EBA 3500 Data Analysis with Programming

EBA 3500 Data Analysis with Programming

Course code: 
EBA 3500
Department: 
Data Science and Analytics
Credits: 
7.5
Course coordinator: 
Jonas Moss
Course name in Norwegian: 
Data Analysis with Programming
Product category: 
Bachelor
Portfolio: 
Bachelor of Data Science for Business - Programme Courses
Semester: 
2023 Autumn
Active status: 
Active
Level of study: 
Bachelor
Teaching language: 
English
Course type: 
One semester
Introduction

This course introduces the basics of statistics and machine learning in the context of Python.
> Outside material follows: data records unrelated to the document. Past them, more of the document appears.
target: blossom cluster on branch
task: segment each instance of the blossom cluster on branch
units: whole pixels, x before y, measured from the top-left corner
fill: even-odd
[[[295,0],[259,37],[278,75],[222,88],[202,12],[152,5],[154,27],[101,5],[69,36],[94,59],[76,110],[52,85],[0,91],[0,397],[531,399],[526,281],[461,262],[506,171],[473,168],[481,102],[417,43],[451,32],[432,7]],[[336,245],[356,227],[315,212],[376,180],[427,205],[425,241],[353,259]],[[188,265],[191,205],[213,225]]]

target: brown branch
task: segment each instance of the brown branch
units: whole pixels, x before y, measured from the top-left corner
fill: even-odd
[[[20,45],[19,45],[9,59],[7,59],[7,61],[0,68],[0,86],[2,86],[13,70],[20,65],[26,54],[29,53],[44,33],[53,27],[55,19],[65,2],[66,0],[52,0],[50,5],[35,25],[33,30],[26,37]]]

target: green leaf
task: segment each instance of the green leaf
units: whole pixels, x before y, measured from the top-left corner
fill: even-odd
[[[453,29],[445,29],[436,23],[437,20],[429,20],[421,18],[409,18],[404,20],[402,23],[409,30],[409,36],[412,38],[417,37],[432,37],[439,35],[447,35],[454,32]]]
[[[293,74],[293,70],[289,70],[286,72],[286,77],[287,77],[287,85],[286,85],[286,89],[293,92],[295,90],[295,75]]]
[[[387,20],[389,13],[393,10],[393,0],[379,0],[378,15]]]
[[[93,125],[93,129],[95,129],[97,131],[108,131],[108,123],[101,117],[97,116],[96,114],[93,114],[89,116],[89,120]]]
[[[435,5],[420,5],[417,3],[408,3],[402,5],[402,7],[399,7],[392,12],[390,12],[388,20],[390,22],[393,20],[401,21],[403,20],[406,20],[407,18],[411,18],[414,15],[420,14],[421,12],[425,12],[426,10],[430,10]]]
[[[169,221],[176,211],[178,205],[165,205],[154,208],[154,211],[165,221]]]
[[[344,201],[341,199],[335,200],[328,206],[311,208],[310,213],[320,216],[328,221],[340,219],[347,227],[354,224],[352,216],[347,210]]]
It covers:

  • Inferential statistics, such as the bootstrap, p-values, and confidence intervals.
  • Methods for constructing and evaluating statistical estimators.
  • The fundamentals of the two most important regression models: Linear regression and logistic regression.

Additionally, the course introduces students to the Python packages NumPy, SciPy, and statsmodels

Learning outcomes - Knowledge

Upon completion of this course, students will be able to:

  • Understand, explain, and use fundamental statistical concepts such as:

    • Population values and estimators.
    • Construction of estimators using maximum likelihood.
    • Unbiased estimators.
    • Mean squared error.
    • Statistical tests.
    • Type I and type II errors.
    • p-values.
    • Confidence intervals.
    • Basic bootstrap.
    • Rudimentary exploratory data analysis.
    • Data summaries such as the mean, standard deviation, and kurtosis.
  • Understand the key differences between statistics and machine learning.

  • Understand how to evaluate the performance of machine learning models.

  • Understand and explain the fundamentals of linear regression modeling and logistic regression.

  • Understand and explain the role of ANOVA and omnibus tests in science.

Learning outcomes - Skills

Upon completion of this course, students will be able to:

  • Perform vectorized computations in NumPy.
  • Run statistical simulations using NumPy and SciPy.
  • Perform reasonable exploratory data analysis in Python, including constructing graphs.
  • Create novel estimators for population values.
  • Choose between estimators in a principled way.
  • Calculate confidence intervals, p-values, and test statistics in both traditional and new settings.
  • Program bootstrap procedures for statistical inference.
  • Implement complex linear regressions and logistic regressions in Python and interpret their output.
  • Conduct simple ANOVA experiments.
General Competence

Upon completion of the course, students will have stronger competence in:

  • Making sound statistical judgments.
  • Using online resources to solve problems.
  • Working independently on difficult problems.
  • Reading and understanding technical documentation.
Course content

The course covers the following topics:

  • NumPy and SciPy.
  • Statistical simulation in Python.
  • Exploratory data analysis.
  • Statistical models and the bootstrap.
  • Unbiased estimators and the efficiency of estimators.
  • Construction of estimators.
  • Confidence intervals.
  • Hypothesis tests and p-values.
  • The t-test.
  • Foundations of machine learning.
  • Linear regression.
  • Inference for linear regression.
  • Linear regression using categorical covariates (ANOVA).
  • Binary regression, such as logistic regression.
Teaching and learning activities

The course uses the following methods for teaching and learning:

  • Video lectures.
  • Lab sessions where the teacher and TAs help students with problems.
  • Homework exercises.
Software tools
Software defined under the section "Teaching and learning activities".
Additional information

Starting in the autumn of 2023, the form of evaluation in this course has changed from two exam codes (EBA 35001 and EBA 35002) to one exam code (EBA 35003).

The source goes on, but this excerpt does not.